Not yet disheartened, Mr Iqbal took a job with the National Human Rights Commission and the US-based Asia Foundation, logging the same cases in a database and lecturing on human rights. Still, many of those implicated continued to hold high-profile positions.
The biggest blow came when members of the commission, which was considered relatively independent, were replaced. The new members were appointed by the Rajapaksa government, and, Mr Iqbal says, they had different priorities. The move was criticised in the international press.
"It had become a political commission," he says. "I still remember the chairman, the late Justice P. Ramanathan, telling me to abandon [our work]. To use the exact words, he said: `Why are you raking up all the muck?'"
Mr Iqbal resigned, but he would still receive calls from the families of the disappeared, telling him that they saw one of the perpetrators getting into a car, or that another was still the officer in charge of the local police station. It appeared that the files had simply been put aside.
"I believe the president did not implement our recommendations because she would have alienated the military and police on whom she depended - terrorism was at its height then and they protected her," he says, referring to Ms Kumaratunga.
With no legal reforms and very few people held to account, disappearances continued in Sri Lanka. In 2006, 17 locals working for a French non-governmental organisation were massacred in a military zone. Scandinavian monitors pointed the finger at security forces but no one was charged. Mr Iqbal refused an invitation to join another such inquiry.
However, in 2007, when a group of international observers arrived to monitor the new commission's work, the United Nations office in Sri Lanka suggested they take on Mr Iqbal as an adviser.
"I said, 'Look at this list of perpetrators: so-and-so is now commander in chief there, so-and-so is minister of this district and the president [Mr Rajapaksa] knows and he keeps them there. Now he wants you to start making recommendations?'"
Mr Iqbal recalls what he describes as the shock and displeasure of the attorney general and the higher-ups three months later when the observers publicly backed the earlier recommendations. That was when the death threats started again.
"I'd had such calls in the past, but I didn't take them very seriously. But these were too frequent and sounded a little more genuine," Mr Iqbal says. "They were made to me and my wife, and to me, they would say: `You'll be killed if you keep working there'. Finally the observers' security services monitored the calls and told him he needed to leave immediately.
Late in 2007, without a word to anyone, the Iqbals locked up their house and left the country.
And now, from a colder climate, with six months in a refugee camp behind him, a schedule of seminars and workshops ahead and his name kept out of the phone book, this reluctant keeper of grisly secrets watches the latest Sri Lankan leader with a weary, wary eye.
He has no regrets about the path he took, although it essentially led him into exile, but he doubts he can say the same for the president.

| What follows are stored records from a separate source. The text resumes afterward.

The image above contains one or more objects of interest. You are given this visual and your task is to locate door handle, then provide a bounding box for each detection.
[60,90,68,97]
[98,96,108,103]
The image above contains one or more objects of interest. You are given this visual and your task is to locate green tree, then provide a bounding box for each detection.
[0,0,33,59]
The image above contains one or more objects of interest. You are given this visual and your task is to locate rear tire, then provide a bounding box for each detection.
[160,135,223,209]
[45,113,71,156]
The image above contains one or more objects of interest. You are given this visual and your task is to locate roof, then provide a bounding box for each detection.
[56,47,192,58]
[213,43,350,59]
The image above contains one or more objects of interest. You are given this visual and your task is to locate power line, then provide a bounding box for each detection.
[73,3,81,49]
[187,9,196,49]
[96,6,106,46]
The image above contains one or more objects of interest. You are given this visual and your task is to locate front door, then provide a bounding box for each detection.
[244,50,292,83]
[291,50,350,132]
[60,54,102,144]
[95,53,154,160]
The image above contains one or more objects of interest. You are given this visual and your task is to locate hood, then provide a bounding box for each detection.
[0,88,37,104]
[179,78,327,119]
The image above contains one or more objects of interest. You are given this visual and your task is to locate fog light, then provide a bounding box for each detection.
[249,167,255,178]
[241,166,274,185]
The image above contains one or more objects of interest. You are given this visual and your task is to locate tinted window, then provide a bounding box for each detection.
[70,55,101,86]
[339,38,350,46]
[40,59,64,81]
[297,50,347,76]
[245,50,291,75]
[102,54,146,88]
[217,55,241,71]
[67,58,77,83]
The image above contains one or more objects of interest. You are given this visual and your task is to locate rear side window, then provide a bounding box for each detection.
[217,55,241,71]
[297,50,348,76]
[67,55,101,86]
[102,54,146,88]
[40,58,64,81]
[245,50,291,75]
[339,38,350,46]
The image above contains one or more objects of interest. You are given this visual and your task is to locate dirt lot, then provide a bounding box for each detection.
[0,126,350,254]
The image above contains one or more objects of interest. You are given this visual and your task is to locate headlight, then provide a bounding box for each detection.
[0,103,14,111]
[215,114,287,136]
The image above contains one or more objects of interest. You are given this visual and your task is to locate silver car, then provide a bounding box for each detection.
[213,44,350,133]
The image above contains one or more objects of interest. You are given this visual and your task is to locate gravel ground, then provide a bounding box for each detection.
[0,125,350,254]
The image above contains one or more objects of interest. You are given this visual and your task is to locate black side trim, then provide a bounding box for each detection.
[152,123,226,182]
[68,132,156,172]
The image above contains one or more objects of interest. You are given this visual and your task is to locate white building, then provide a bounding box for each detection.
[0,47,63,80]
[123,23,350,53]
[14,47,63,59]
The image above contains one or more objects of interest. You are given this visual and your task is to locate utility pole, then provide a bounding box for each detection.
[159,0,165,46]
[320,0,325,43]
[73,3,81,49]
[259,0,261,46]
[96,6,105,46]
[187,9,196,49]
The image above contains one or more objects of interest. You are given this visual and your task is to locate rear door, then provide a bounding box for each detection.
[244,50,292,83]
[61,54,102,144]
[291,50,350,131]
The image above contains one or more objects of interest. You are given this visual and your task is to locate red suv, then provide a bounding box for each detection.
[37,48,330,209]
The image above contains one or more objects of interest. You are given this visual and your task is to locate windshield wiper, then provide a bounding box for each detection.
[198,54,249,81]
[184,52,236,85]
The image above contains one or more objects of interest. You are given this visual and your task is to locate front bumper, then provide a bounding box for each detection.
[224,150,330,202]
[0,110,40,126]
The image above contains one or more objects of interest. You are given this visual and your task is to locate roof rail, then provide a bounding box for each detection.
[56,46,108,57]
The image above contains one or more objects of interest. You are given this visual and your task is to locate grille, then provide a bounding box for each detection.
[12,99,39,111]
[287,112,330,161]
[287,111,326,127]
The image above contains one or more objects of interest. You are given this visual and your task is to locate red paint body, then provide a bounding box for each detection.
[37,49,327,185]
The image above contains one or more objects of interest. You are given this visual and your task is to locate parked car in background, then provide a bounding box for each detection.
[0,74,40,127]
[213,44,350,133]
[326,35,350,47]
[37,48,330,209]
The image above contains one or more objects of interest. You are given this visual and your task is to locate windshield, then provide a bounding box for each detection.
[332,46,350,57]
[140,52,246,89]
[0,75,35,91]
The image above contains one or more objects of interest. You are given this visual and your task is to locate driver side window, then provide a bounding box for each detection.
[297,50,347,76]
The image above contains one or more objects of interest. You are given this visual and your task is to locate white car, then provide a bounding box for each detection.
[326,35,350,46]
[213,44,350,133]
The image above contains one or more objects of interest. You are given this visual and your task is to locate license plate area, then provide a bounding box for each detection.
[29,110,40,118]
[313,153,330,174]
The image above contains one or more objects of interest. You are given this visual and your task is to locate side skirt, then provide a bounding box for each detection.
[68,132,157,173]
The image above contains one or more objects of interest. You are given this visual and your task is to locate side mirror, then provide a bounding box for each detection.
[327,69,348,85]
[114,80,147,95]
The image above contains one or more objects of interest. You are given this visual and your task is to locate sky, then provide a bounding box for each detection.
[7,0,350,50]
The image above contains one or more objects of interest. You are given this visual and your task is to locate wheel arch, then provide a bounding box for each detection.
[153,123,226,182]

"When Rajapaksa came to power, he had the option of doing something," Mr Iqbal says.
"He was a minister at the time of all this, he knew the contents of these reports and that nothing was being done. He knew who was involved in all the killings, and yet he has put all those people around him, given them positions."
Last month the president declared that he only wanted to look to the future now, that the past, essentially, was dead and buried. To Mr Iqbal, this is eerily close to the truth.